Private jet sales set to break records in 2023

by time news

2023-05-02 16:34:18

Bad news for the planet. Sales of private jets are expected to reach their highest level this year, according to a report by the Institute for Policy Studies, an American think tank (“laboratory of ideas”) published on Monday, reports The Guardian. The global fleet has more than doubled in 20 years, and the number of private flights flown last year has never been so high. This think tank has identified 5.3 million private flights worldwide in 2022.

Separately, sales of used and new private jets are expected to hit $34.6 billion (€31.6 billion) this year, up from $34.1 billion (€31.1 billion). last year.

In a context of global warming, the use of highly polluting private aviation is increasingly contested: although private jet travel represents only 4% of the global aviation market, it generates approximately 10 times more greenhouse gases per passenger.
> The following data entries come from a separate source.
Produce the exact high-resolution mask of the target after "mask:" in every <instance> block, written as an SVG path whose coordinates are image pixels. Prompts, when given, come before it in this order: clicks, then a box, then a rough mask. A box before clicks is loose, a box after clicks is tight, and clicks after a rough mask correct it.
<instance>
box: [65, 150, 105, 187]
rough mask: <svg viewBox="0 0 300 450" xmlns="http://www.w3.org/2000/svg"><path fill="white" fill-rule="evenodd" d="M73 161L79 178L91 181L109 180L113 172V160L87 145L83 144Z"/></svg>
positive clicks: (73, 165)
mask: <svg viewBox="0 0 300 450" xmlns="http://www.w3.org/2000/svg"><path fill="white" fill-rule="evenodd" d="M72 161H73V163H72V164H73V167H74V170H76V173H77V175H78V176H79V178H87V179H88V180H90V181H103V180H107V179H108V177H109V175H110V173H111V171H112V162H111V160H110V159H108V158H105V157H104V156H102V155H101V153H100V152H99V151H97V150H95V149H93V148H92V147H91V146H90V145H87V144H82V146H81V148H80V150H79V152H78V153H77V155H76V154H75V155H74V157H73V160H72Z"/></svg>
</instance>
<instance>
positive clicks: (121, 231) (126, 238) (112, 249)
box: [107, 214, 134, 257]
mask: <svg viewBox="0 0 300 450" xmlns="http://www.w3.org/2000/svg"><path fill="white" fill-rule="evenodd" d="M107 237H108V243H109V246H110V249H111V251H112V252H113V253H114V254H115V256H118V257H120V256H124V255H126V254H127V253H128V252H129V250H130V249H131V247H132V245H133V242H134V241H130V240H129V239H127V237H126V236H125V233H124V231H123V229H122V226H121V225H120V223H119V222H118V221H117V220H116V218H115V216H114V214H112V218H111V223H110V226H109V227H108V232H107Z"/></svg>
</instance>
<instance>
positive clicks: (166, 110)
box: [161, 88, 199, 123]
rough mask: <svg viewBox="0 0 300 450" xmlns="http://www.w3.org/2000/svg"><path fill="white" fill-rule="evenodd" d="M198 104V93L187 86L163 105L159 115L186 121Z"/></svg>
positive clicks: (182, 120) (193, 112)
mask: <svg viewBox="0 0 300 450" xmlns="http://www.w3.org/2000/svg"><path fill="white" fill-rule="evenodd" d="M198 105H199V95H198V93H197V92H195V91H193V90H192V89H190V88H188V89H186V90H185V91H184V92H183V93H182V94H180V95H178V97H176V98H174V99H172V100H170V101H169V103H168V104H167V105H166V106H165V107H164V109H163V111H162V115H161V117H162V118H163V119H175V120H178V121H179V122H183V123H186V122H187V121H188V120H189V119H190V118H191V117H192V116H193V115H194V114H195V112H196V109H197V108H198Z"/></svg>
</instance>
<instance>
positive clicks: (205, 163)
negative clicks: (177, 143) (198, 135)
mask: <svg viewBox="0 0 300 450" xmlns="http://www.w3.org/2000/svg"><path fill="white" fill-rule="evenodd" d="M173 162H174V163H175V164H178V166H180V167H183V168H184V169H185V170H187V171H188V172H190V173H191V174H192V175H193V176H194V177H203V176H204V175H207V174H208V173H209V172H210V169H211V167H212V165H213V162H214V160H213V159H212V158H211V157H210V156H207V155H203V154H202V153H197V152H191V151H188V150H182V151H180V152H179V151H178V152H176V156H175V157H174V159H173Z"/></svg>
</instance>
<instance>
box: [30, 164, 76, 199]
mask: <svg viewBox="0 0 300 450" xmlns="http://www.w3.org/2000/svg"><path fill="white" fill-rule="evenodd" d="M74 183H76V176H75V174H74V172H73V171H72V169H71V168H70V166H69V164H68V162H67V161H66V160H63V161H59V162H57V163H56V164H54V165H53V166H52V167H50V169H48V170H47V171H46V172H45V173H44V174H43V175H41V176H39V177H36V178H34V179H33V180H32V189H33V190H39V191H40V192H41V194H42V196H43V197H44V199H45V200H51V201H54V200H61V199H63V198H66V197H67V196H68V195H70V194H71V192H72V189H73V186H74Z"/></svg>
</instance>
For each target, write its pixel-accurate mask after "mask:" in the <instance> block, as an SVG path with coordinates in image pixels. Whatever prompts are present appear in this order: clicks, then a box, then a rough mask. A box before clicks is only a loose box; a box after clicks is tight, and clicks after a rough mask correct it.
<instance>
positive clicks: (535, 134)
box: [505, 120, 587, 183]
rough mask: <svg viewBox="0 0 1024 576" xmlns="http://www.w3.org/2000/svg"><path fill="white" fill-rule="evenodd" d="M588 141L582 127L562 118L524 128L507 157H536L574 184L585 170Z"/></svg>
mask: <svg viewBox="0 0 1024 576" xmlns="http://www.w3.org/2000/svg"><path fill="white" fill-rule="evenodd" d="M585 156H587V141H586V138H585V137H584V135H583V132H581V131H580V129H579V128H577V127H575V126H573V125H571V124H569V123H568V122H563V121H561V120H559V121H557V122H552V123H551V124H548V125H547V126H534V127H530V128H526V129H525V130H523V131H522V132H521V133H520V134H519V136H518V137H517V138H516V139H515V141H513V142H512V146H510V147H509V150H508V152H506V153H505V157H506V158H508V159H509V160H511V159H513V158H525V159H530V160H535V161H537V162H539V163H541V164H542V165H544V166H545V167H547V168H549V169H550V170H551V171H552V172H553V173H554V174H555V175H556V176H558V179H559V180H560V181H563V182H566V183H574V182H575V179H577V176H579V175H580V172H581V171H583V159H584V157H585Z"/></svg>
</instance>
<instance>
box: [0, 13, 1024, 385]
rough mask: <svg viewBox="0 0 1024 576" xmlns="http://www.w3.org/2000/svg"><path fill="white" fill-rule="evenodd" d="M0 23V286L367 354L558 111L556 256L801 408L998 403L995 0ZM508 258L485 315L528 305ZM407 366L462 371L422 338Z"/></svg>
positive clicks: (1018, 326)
The controversy is all the stronger in France as the fuel used to fly private jets is completely tax-free. An important advantage compared to passenger planes, whose kerosene is well taxed. As for road transport, taxes on petroleum products represent more than half the price of gasoline or diesel.

“If we can’t ban private jets, we should at least tax them and make them pay to compensate for their environmental damage,” says Chuck Collins, co-author of the report.

A tax of 5 to 10% on the purchase of a jet?

The Patriotic Millionaires group, an organization of wealthy Americans who demand higher taxes, recommends a 10% tax on all purchases of used private jets, and a 5% tax on new planes, the British newspaper reports. .

If it existed, this tax would have collected 2.6 billion dollars (2.3 billion euros) in American taxes last year, according to the report. Including 4 million dollars paid by Elon Musk (owner of Twitter and founder of Tesla), presented in the study as the most active traveler in 2022.

The group of millionaires also wants to at least double the taxes on fuel for private jets, compared to those for commercial aviation.

According to the Belgian NGO Transport & Environment, taxing private jets could bring in 660 million euros by 2030, revealed Le Monde last September. In France, Transport Minister Clément Beaune was in favor of an increase in taxation. “The subject is not anecdotal at all,” he said.

To “regulate private jet flights”, the minister therefore proposed an increase in the “ecocontribution”, planned for 2024: in the finance law for 2023, a “70% increase in the fuel tax of the ‘private aviation’ was set up.